Four KU men, known on the barbershop quartet circuit as Random
Harmony, made their vocal debut on Kansas area television
crooning "The Crimson and Blue" in a 30-second television
spot featuring KU during the NCAA men's basketball tournament.
After their debut, instead of packing for New Orleans during
the Final Four, the quartet headed to Lincoln, Neb., to represent
KU a different competition-the Central States District convention
of the Society for the Preservation and Encouragement of Barbershop
Quartet Singing in America, where they placed second. In 2002,
the KU men won fifth place - one place short of qualifying
them to compete at the SPEBQSA national convention.
Beyond musical talent and ingenuity, barbershop quartet competition
judges look for style and presentation. The KU quartet prepared
for the 2003 competition "by watching other quartets
and seeing what works for the champs," Abel said.
The four, all in music programs, met at KU. Shaun Whisler,
Olathe senior, and Michael L. Brown, Perry senior, founded
the quartet in November 2000. Whisler, bass, and Brown, baritone,
sang in KU's Men's Chorus and realized that they both had
an interest in barbershop. In high school, Whisler sang tenor
in a group that finished third in the Kansas State High School
competition and that toured Europe in 1999.

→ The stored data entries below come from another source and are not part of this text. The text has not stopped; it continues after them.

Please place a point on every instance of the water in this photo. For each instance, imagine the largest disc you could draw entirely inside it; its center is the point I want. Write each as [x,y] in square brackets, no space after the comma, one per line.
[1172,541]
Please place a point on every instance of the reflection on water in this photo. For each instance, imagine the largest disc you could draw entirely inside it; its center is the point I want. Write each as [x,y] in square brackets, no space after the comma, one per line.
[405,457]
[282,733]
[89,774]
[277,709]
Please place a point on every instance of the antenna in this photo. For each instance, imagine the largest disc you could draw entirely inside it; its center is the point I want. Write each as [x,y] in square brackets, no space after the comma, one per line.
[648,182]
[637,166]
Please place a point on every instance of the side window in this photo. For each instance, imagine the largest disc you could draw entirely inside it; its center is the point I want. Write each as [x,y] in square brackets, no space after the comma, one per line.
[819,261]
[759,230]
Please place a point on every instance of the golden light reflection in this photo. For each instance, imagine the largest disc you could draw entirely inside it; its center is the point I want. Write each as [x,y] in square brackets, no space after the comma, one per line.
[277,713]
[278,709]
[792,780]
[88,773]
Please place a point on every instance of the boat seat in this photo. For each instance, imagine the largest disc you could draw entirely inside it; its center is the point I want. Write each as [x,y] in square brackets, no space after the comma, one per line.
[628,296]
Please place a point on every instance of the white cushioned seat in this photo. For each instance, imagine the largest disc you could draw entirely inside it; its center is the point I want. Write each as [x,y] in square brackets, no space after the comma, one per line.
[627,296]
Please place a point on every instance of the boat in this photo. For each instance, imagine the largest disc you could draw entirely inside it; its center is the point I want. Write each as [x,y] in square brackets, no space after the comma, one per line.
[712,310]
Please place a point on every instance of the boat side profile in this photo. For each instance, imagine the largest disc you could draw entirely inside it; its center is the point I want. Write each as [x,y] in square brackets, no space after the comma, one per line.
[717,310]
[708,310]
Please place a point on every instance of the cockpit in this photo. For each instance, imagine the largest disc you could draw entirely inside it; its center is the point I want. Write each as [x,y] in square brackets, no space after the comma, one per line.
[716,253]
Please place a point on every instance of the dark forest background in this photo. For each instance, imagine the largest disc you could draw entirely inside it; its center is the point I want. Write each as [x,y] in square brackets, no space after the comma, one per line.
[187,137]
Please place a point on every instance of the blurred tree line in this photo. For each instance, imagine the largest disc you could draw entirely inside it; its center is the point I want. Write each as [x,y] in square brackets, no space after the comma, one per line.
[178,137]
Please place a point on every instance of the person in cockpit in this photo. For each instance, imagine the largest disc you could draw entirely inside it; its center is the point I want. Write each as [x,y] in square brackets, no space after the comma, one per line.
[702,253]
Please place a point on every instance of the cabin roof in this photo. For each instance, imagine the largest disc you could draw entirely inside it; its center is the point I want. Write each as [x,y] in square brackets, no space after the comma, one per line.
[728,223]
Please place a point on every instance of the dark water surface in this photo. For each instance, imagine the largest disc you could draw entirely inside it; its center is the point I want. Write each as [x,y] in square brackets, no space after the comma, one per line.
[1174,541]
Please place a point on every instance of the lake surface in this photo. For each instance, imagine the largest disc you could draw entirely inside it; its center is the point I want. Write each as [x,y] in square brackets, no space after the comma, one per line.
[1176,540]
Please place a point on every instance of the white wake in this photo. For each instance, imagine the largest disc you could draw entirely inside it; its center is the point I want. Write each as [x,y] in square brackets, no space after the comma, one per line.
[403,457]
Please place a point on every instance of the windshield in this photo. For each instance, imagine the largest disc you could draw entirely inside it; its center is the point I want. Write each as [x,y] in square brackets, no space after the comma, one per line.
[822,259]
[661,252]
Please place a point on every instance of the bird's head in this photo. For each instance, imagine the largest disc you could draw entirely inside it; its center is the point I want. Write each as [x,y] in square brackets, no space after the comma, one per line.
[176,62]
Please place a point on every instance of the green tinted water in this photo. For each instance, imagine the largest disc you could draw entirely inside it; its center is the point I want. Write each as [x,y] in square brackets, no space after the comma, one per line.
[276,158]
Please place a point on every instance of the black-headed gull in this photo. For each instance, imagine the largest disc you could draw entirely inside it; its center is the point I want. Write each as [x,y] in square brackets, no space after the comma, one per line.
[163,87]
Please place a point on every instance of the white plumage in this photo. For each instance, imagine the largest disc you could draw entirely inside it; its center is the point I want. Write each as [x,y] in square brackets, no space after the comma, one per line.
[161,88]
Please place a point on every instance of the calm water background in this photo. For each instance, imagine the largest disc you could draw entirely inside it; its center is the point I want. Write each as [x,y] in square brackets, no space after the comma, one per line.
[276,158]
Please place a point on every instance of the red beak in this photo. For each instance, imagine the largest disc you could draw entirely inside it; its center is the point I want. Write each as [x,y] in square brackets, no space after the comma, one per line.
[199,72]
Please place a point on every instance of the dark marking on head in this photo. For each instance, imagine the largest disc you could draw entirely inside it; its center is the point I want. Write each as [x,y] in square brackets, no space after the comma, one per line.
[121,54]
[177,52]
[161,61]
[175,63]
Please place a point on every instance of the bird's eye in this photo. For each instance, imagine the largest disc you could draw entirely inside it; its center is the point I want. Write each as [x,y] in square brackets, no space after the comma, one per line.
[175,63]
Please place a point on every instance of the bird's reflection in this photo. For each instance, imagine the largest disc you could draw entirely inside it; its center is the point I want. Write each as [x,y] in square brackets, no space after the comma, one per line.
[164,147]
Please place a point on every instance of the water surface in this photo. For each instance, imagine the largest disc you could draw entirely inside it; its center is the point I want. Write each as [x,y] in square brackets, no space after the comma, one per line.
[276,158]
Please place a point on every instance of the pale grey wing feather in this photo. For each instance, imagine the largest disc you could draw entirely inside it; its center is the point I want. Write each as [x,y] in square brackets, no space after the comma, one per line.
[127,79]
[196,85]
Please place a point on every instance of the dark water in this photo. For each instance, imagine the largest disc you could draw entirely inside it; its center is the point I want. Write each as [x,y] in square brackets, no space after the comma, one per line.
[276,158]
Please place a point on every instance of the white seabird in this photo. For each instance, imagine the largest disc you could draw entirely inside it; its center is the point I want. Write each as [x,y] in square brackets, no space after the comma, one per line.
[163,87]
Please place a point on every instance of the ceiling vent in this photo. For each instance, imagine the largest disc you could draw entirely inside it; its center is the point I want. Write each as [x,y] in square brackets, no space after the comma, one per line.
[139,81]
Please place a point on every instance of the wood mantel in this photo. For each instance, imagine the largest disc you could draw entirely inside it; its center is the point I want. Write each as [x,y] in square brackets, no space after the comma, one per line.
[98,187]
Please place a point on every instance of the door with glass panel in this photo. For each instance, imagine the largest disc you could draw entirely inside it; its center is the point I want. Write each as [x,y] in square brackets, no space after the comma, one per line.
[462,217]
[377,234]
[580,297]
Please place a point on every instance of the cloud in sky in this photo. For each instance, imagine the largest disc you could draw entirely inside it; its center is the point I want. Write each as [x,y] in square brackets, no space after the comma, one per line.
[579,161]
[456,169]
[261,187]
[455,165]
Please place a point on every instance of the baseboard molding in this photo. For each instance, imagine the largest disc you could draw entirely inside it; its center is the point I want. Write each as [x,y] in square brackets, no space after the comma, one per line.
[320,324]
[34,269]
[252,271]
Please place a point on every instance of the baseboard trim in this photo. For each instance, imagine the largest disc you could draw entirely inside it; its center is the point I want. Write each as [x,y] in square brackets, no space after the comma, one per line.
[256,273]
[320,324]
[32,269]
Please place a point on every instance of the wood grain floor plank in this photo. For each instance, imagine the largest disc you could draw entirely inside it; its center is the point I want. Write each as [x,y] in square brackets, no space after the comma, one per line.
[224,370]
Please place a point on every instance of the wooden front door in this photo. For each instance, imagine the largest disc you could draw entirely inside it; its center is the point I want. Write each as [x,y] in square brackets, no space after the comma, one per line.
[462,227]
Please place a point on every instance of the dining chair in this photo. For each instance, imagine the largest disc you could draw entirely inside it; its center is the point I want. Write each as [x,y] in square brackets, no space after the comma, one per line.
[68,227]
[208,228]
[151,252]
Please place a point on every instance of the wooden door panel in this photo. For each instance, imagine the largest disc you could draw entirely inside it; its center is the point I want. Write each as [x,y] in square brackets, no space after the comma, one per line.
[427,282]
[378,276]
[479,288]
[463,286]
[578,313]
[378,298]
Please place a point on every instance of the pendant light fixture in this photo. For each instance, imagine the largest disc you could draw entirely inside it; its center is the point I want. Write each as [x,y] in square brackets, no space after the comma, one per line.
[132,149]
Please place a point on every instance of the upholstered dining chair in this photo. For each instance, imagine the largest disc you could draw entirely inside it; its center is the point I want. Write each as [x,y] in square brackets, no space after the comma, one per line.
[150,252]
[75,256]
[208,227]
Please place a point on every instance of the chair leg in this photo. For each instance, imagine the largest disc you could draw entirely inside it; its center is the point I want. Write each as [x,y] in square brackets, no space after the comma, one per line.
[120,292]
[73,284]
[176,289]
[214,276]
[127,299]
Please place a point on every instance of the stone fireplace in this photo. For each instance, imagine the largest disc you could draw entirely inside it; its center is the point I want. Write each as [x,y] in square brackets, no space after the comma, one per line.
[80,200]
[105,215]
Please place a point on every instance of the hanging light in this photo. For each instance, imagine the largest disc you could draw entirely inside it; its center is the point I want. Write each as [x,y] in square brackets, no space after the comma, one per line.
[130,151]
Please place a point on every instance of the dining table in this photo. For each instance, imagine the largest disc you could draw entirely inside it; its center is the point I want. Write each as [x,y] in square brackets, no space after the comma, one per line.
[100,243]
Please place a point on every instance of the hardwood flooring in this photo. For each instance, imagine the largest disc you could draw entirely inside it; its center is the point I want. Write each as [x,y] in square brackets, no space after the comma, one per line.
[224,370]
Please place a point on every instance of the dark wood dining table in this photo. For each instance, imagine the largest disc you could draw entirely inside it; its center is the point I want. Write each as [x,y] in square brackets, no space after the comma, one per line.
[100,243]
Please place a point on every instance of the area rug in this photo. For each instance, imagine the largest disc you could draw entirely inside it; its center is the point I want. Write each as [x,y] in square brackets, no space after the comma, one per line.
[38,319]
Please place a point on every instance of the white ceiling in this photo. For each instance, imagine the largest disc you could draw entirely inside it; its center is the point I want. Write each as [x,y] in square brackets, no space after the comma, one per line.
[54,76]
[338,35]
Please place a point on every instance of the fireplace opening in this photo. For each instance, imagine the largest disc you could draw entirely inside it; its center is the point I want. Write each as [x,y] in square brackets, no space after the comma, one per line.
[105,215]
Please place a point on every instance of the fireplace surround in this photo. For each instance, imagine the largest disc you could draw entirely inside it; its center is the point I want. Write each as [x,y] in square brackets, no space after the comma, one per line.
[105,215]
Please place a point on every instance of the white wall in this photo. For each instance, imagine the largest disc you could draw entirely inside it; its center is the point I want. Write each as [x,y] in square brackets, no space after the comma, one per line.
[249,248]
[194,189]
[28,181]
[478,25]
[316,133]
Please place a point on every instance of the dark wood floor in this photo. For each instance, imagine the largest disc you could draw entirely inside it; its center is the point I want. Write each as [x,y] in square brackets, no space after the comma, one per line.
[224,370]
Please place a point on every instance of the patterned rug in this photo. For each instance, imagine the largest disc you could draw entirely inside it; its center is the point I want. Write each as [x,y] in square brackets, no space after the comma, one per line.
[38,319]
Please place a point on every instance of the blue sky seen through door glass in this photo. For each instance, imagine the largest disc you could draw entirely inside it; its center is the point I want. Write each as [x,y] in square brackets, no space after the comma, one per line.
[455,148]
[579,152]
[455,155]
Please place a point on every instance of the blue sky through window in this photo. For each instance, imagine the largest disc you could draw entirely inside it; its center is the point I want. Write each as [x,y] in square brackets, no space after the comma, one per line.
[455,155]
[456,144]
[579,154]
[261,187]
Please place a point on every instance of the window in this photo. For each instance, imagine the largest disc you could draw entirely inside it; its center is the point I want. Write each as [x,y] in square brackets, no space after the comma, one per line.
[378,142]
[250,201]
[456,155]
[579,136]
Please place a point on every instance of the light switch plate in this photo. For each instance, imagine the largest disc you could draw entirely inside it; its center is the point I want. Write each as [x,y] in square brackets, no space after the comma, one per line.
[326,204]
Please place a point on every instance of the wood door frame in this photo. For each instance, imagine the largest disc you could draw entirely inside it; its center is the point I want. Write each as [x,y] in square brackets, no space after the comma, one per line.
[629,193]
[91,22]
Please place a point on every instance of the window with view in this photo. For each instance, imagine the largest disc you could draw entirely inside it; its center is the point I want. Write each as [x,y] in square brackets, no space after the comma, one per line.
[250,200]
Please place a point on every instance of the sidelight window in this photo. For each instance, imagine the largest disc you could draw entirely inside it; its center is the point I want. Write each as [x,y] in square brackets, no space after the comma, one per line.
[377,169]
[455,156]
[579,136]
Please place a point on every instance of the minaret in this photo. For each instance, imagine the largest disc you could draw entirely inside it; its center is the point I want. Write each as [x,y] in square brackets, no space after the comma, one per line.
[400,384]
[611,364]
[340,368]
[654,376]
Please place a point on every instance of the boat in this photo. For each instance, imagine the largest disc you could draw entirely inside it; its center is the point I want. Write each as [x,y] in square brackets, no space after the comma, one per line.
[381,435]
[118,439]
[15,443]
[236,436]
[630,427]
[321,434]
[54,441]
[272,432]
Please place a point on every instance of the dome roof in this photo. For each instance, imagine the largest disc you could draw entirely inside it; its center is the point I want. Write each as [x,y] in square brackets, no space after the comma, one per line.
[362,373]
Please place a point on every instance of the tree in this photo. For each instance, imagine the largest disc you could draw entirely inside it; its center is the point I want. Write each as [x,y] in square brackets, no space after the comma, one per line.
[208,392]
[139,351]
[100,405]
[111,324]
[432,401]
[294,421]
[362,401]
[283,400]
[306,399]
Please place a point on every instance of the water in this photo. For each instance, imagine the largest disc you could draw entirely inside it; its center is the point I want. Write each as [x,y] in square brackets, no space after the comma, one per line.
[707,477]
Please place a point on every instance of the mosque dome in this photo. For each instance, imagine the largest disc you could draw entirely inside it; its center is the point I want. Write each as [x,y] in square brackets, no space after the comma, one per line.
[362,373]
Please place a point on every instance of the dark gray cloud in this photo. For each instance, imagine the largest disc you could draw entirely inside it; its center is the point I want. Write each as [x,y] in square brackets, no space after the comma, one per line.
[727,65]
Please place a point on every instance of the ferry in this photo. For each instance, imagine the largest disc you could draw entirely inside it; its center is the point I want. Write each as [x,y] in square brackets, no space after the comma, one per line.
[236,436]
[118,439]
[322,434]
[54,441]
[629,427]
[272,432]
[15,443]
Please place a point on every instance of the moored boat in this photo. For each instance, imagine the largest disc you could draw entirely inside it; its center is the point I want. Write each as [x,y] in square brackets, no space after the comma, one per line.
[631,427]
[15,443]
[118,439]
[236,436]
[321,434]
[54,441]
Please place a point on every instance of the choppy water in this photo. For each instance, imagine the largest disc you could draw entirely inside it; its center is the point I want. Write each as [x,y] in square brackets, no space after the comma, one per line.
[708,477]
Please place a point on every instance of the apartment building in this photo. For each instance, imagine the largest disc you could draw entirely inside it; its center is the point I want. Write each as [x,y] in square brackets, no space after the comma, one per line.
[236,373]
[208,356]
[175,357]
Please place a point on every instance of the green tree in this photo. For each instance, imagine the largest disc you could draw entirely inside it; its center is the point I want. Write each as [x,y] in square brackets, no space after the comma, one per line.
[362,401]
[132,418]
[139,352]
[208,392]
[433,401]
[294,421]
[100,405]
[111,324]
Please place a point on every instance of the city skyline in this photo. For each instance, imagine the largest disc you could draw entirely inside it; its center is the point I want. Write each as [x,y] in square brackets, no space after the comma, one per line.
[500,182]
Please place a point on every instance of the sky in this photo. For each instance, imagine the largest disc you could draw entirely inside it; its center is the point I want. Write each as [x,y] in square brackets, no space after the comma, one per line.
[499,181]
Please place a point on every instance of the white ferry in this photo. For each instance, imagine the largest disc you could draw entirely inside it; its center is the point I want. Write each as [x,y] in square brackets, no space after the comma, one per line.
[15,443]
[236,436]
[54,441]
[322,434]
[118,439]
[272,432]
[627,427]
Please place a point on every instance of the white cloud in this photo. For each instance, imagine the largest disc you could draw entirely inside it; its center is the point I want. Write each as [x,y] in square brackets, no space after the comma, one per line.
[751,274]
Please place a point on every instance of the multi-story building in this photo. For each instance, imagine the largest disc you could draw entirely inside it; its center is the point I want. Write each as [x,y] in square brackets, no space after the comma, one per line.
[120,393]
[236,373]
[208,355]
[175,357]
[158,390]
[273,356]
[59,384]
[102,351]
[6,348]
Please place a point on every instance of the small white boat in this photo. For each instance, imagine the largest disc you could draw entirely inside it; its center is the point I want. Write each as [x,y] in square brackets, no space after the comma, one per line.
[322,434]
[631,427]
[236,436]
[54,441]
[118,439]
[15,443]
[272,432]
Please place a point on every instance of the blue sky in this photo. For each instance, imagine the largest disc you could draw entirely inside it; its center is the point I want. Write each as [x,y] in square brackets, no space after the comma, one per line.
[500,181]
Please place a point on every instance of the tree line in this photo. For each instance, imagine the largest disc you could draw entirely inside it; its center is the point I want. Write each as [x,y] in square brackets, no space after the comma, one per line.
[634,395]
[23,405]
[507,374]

Whisler and Brown recruited two more former barbershoppers
Josh Abel, Eudora senior and tenor, and Dustin Peterson, Douglass
senior, lead singer. By spring 2002, they were regularly booking
engagements, including a performance at the annual Vespers
program and the 2002 All University Supper. Random Harmony
also performed at the English premiere of Kurt Weill's "Die
Sieben Todsünden" in November 2001 in Corpus Christi,
Texas.
In the TV spot, produced by KU's Office of University Relations,
viewers hear Random Harmony's rendition of "The Crimson
and Blue" as campus scenes flash by. Their rendition
of the Alma Mater is a contemporary twist on traditional barbershop
that weaves a syncopated vocal strum into the lyrics.
Click
here, to view the TV spot and listen to the quartet singing
the Alma Mater.
As you listen to the group, you might try a judging tip from
the national SPEBQSA Web that suggests: "Close your eyes:
Do you hear a "fifth voice"? That ringing sound
is called an overtone, or expanded sound."